Wednesday, February 06, 2013

Man banned from approaching lone women for ten years

A man who made sexually offensive remarks to two women at a bus stop has been banned from approaching any lone women on the street for 10 years. The unusual order was passed on 56-year-old David Delahunty at Carlisle Crown Court as part of his punishment for kissing a woman on the cheek after making insulting sexual suggestions to her at a bus stop. Judge Paul Batty QC described the incident as “an absolutely disgraceful episode”. Now Delahunty, of Grasmere Street, Currock, Carlisle, could be arrested even if he merely says hello in any public place to any woman he does not know.

The court order – imposed after Delahunty pleaded guilty to a charge of sexual assault – bans him for the next 10 years from approaching or speaking to “any lone female not known to him in a public place” except in an emergency. Prosecutor Becky McGregor told the court the woman, who was in her 20s, was waiting for a bus on the afternoon of Monday November 26 last year when Delahunty came up and told her she was “a bonny lass”.



He asked her where she came from and, when she said Durham, he told her that’s where he had just come from too – claiming, falsely, that he had just been released from Durham Prison where he had been serving a sentence for rape. He then made a series of offensive lewd comments, which the woman escaped only by getting on a bus. But as she climbed aboard, the court heard, he kissed her on the cheek, leaving her “disgusted and frightened”. The woman was so traumatised she is now scared to go into Carlisle for fear that she might meet Delahunty again.

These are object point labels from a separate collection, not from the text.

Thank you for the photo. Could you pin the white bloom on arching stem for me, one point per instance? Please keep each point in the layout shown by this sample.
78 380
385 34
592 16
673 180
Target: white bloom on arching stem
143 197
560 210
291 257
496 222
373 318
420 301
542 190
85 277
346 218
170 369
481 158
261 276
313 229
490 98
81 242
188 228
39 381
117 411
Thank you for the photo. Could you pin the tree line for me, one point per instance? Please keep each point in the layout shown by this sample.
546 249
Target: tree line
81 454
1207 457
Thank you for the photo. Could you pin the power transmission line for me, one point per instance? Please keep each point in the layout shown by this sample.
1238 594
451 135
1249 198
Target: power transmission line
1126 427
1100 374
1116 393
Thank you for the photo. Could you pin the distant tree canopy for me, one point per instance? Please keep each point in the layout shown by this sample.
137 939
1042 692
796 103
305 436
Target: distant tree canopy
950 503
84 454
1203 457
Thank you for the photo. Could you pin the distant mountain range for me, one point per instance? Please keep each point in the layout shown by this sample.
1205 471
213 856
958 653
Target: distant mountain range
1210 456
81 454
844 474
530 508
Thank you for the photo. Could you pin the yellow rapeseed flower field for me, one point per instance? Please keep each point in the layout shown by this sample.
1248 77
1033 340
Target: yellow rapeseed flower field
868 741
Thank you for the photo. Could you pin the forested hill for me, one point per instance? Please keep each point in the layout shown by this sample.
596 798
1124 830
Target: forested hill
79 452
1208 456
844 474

The court heard Delahunty had no conviction for rape, though he had been convicted of pestering young children and last year had been investigated for allegedly making sexual comments to two young girls on the street. Mitigating, defence barrister Keith Thomas said Delahunty “had been drinking a lot”. Mr Thomas said Delahunty had grown up in a big family in Liverpool where such “banter” was commonplace. “But he realises that can’t happen here,” he added. “He realises this sort of inappropriate familiarity has to cease and that he should not talk to any woman he does not know.” Judge Batty imposed a nine-month prison sentence, suspended for two years, ordered him to do 120 hours unpaid community work and put him on the sex offenders’ register for 10 years.